I have to stop asking why everything went wrong and just accept that fact that it did. Lately, I haven’t put my faith to the test, actually, I dropped my faith because I felt like if God loved me he wouldn’t have put you in my life. But I think God loves me enough to have put you in my life, to allow me to learn something new. Before I remember being scared to suffer, even though this wasn’t some dramatic tragedy I have now felt an inch of what it’s like to suffer emotionally. Because of this my love for people has increased. I want to love people who have been through what I have and to cry with people who seem to can’t get the words out. God uses people to help others and in a way I’ve been used to be able to know what this kind of situation feels like. In all of this you have taught me something valuable.
You’ve taught me that right now I need to focus on finding the women I need to become. The women who is God fearing, who wouldn’t let a guy come between me and my faith but also the women who won’t settle.

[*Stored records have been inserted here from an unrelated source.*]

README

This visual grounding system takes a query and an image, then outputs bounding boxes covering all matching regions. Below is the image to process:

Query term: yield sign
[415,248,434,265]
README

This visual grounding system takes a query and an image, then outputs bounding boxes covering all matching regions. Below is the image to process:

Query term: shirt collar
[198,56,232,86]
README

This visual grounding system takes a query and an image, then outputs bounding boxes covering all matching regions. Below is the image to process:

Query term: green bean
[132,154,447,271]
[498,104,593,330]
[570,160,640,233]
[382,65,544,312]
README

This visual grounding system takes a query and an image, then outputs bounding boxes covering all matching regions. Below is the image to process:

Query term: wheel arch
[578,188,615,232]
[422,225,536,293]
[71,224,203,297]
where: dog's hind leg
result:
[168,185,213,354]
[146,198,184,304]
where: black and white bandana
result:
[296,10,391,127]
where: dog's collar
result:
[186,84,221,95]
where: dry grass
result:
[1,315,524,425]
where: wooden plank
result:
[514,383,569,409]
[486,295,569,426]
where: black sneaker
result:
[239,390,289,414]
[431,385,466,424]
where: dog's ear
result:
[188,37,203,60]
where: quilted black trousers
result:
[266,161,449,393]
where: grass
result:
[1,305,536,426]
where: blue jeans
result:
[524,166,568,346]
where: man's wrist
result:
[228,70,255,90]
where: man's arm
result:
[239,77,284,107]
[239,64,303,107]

You’ve taught me that I really didn’t love myself fully. Because if I did I wouldn’t have let you come into my life twice and wreck it both times like the way you did. It hurts the most because I’ve yet to have any closure from you. You haven’t even had the decency to text me about where things went wrong. You make me angry because how can you let a girl walk around questioning herself and in some ways hating herself for the things you did.
You’re a coward. And will I ever get closure from a coward?
I haven’t come to terms with that though because I swore that people are good and that no one hurts people without explaining why or even apologizing, but that’s also a part of the lesson you’ve taught me, that not everyone has the same mindset as me, not everyone loves like I do or has the heart like me. It sucks. I know. But in some ways it’s beautiful.It makes me different from most people. I know for a fact people will remember me for that because it’s not often that you find a beautiful human with a beautiful soul. You’ve taught me that giving a second chance isn’t always the best thing. That if someone does it once, they’ll do it again. People don’t change unless they want to. And it’s up to me to decide if It’s worth it or not. You’ve taught me to leave as soon as my intuition screams in my head that whatever is in front of me isn’t a good soul. Through your attempt to hurt me, you’ve taught me.